La fourniture des avions les plus perfectionnées par les Etats-Unis à Israël ne s’explique pas seulement par la solidarité avec un allié historique. L’Etat juif, avec ses pilotes chevronnés, joue un rôle d’agent commercial. Après la levée par le Sénat américain de l’interdiction d’exportation, Israël recevra bientôt des F-22 de dernière génération qui seront ensuite proposés à d’autres armées du monde.

Le Rafale qui est d’une génération plus ancienne ne dispose pas aujourd’hui de parrains. Sorti de l’usine sur la base de la seule conception théorique des ingénieurs, il attend qu’une armée étrangère veuille bien l’éprouver.

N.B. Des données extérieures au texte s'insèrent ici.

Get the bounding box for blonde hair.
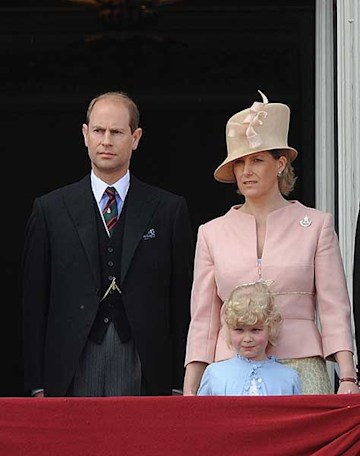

Les acheteurs potentiels du Rafale ont besoin qu’une armée les conforte dans leur choix. Les Israéliens nostalgiques de l’épopée française et qui se sentent trop dépendants de l’allié américain, souhaiteraient bien diversifier leurs sources d’approvisionnements. Ils se mettent à rêver d’une nouvelle idylle avec Dassault, comme au bon vieux temps. Mais le rêve loin de la réalité. Le Rafale ne volera pas dans le ciel israélien à moins que Dassault mette une croix définitive sur ses espérances commerciales avec les pays arabes.